ISCA Archive Interspeech 2017
ISCA Archive Interspeech 2017

Iterative Optimal Preemphasis for Improved Glottal-Flow Estimation by Iterative Adaptive Inverse Filtering

Parham Mokhtari, Hiroshi Ando

Iterative adaptive inverse filtering (IAIF) [1] remains among the state-of-the-art algorithms for estimating glottal flow from the recorded speech signal. Here, we re-examine IAIF in light of its foundational, classical model of voiced (non-nasalized) speech, wherein the overall spectral tilt is caused only by lip-radiation and glottal effects, while the vocal-tract transfer function contains formant peaks but is otherwise not tilted. In contrast, IAIF initially models and cancels the formants after only a first-order preemphasis of the speech signal, which is generally not enough to completely remove spectral tilt.

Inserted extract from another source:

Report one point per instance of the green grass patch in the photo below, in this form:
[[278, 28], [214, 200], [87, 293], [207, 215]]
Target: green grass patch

Iterative optimal preemphasis (IOP) is therefore proposed to replace IAIF’s initial step. IOP is a rapidly converging algorithm that models a signal (then inverse-filters it) with one real pole (zero) at a time, until spectral tilt is flattened. IOP-IAIF is evaluated on sustained /a/ in a range of voice qualities from weak-breathy to shouted-tense. Compared with standard IAIF, IOP-IAIF yields: (i) an acceptable glottal flow even for a weak breathy voice that the standard algorithm failed to handle; (ii) generally smoother glottal flows that nevertheless retain pulse shape and closed phase; and (iii) enhanced separation of voice qualities in both normalized amplitude quotient (NAQ) and glottal harmonic spectra.